Because it sure seems, sometimes, that we are on a one-way track to totally expressing our identities indirectly through our favorite content.

Para-social relationships morphing into fanaticisms, perhaps with increasingly explicit political pull?

Sorry if this goes off course, but I think it's complimentary. I think it's interesting to consider celebrity as spectacle incarnate, and attention as currency. In such an economy, it is almost inevitable that some things will garner the attention of everyone - but does that conflict with the trend of fracturing/diversifying content varieties?

Also sheds a bit of light on how someone like Trump can get where he's gotten, attention-mongering, etc.

A bit nerve-wracking: could the generations who developed their social fluency in the arena of social media, those perhaps a bit more adjusted to ever more colorful personas competing for attention-currency - could such competition translate directly into politics when these generations come of age?
I read something a while back re: "cancel culture" being incorrectly viewed as stemming from critical theory when people should really be looking at fandom culture and "policy documents, market dynamics, bureaucratic structures, and legal frameworks, especially around the issues of risk and liability".
 

constant escape

winter withered, warm
Yeah thats kinda what I had in mind about most people's political sensibilities not extending beyond the formulation of convenient and straightforward narratives. And how the sustaining and updating of such a narrative, more or less dictated by this or that news source, is pragmatically in the interest of keeping up appearances, appearing to have the best takes.

Rather than being informed in the interest of actually developing an intuitive/predictive understanding of things.

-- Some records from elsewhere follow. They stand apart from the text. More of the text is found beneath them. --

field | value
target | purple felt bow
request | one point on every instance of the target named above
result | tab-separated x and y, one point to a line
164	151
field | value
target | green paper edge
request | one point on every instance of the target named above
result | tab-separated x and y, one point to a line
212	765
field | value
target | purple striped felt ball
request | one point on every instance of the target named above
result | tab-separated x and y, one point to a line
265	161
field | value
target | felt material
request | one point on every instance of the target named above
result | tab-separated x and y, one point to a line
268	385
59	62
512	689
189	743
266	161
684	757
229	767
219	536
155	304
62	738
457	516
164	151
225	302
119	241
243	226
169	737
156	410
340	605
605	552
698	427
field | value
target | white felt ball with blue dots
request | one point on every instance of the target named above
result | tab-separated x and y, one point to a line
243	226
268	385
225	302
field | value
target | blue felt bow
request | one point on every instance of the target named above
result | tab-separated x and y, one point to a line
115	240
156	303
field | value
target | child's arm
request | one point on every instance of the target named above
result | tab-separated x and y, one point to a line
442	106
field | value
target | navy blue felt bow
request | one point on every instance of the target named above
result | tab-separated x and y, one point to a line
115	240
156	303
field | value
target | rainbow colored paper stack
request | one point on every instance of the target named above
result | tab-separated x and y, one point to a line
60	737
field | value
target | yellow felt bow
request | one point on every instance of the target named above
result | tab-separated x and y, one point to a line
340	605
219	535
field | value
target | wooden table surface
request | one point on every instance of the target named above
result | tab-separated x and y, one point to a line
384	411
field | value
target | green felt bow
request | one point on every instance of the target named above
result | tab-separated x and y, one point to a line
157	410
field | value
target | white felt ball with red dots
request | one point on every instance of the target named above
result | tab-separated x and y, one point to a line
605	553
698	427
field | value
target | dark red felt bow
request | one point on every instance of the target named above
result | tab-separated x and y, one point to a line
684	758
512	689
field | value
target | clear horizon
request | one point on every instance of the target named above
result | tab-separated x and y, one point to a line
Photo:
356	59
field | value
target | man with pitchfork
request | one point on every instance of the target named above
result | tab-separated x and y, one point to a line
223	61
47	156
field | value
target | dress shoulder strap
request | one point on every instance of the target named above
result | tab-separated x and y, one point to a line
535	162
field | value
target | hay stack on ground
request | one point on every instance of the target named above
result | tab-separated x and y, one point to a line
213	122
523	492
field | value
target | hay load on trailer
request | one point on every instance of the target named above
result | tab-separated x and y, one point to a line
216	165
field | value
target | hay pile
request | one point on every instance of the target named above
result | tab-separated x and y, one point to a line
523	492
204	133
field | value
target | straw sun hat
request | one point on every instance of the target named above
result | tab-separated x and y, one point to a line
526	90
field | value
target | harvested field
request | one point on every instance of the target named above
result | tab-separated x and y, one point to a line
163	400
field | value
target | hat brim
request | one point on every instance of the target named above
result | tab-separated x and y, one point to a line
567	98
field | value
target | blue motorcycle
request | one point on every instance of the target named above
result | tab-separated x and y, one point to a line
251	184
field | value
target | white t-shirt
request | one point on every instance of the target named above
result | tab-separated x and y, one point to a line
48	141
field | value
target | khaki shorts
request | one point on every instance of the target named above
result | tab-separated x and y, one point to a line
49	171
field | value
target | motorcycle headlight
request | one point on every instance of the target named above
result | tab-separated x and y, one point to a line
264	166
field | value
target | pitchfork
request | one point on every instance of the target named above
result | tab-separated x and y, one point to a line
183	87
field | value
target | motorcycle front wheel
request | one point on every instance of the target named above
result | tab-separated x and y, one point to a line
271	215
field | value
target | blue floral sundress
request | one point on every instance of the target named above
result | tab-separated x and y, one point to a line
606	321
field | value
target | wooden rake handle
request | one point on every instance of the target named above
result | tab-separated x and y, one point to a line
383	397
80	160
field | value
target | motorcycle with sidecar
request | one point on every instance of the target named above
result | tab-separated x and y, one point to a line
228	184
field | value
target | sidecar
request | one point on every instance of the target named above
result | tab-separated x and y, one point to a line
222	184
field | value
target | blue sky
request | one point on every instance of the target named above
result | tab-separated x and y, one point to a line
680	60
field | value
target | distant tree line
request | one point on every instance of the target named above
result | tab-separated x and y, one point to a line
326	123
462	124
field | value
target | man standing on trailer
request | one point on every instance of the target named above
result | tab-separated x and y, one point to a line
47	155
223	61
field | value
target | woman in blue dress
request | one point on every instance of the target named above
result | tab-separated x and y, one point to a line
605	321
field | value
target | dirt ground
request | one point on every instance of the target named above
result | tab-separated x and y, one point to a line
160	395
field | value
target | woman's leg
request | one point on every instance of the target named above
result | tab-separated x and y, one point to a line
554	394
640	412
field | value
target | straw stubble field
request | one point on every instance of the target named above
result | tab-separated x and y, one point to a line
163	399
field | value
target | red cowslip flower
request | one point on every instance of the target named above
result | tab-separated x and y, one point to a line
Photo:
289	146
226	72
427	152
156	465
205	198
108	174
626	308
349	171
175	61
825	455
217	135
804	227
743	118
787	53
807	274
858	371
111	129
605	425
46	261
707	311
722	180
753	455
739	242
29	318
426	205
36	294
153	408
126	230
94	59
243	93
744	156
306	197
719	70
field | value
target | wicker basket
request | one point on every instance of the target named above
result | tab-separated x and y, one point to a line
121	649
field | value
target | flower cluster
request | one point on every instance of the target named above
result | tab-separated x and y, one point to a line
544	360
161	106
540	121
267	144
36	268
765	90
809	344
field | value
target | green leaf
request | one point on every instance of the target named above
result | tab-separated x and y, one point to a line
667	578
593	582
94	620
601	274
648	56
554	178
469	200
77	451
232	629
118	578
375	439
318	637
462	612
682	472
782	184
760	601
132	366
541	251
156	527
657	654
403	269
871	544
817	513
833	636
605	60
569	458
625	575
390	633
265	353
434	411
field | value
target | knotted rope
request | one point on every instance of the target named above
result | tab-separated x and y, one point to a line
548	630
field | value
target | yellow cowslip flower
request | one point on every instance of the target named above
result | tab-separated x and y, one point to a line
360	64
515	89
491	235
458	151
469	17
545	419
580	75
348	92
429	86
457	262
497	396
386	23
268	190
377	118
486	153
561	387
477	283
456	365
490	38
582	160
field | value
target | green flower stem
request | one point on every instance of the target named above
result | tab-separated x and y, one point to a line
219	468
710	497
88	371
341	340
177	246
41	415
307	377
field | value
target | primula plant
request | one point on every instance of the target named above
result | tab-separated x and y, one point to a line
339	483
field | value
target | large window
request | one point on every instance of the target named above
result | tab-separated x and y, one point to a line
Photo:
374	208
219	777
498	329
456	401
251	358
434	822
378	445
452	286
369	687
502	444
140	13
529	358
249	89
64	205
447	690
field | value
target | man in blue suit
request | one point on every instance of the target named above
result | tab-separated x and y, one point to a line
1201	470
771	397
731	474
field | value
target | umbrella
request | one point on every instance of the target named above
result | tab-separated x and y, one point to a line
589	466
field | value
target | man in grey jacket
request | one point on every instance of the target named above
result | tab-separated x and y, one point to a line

So yeah, tuning out the news is of about as much consequence as tuning out popular shows, the felt damage being a somewhat dulled social wherewithal, less of a breadth for exercising social capital.
 

constant escape

winter withered, warm
And almost all of it is done in bad faith of being politically informed. Granted there are some substantial elements of such information. I'm just saying that things are too complicated, and people's patience/interest generally isn;t rich enough, for such information to really be in the interest of developing meaningful understandings.
 

constant escape

winter withered, warm
I think the paradigm is laid out gnostically and simply enough by: Religion is the opiate of the people -> God is dead -> society of the spectacle. Spectacle as the opiate.
 

constant escape

winter withered, warm
What energies can the spectacle societally and systematically purge that may otherwise swell and compromise the society/system?